By condition $ABCDEFGHIJ$ is a regular decagon. 
Then $AB = JI$, $\angle BAJ = \angle IJA$.
We can prove that $\angle IBA= \angle BIJ, AI = BJ$.
Is it enough to say that $ABIJ$ is a trapezoid? How to verify AJ || BI ?  
 A: Call the intersection point of $BJ$ and $AI$, $K$. We have that $$\triangle IBJ \cong \triangle BIA \hspace{1.5 cm} \text{(by SSS criterion)} $$ and so $\angle IBJ=\angle BIA = a$.
Also, similarly  $$\triangle BJA \cong \triangle IAJ$$ and so $\angle BJA =\angle IAJ =b$. 

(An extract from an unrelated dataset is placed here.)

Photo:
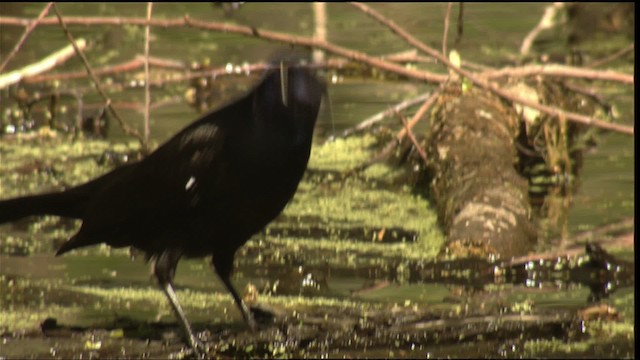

In $\triangle BKI$, $\angle BKI =\pi-2a$ and in $\triangle AKJ$, $\angle AKJ=\pi-2b$ and by vertically opposite angles we have that $$\angle BKI=\angle AKJ \\ \implies a=b$$ which further implies by reasoning of alternate angles being equal that $$AJ \ || \ BI$$
A: 
Let $\angle IBJ=x$ & $a$ be each side of regular decagon. We have
$$\text{Using sine rule in} \ \Delta ABJ, \ \ \ \frac{BJ}{\sin 144^\circ}=\frac{a}{\sin 18^\circ}\implies BJ=\frac{a\sin36^\circ}{\sin 18^\circ}$$
$$\text{Using sine rule in} \ \Delta IBJ, \ \ \ \frac{BJ}{\sin (54^\circ-x)}=\frac{a}{\sin x}\implies BJ=\frac{a\sin(54^\circ-x)}{\sin x}$$
Equating the values of $BJ$, $$\frac{a\sin(54^\circ-x)}{\sin x}=\frac{a\sin36^\circ}{\sin 18^\circ}\iff x=18^\circ\ \ (0<x<90^\circ)$$
Since alternate angles are equal i.e. $\angle IBJ=\angle AJB=18^\circ$ hence $AJ \parallel BI$. This proves that $ABIJ$ is a trapezoid.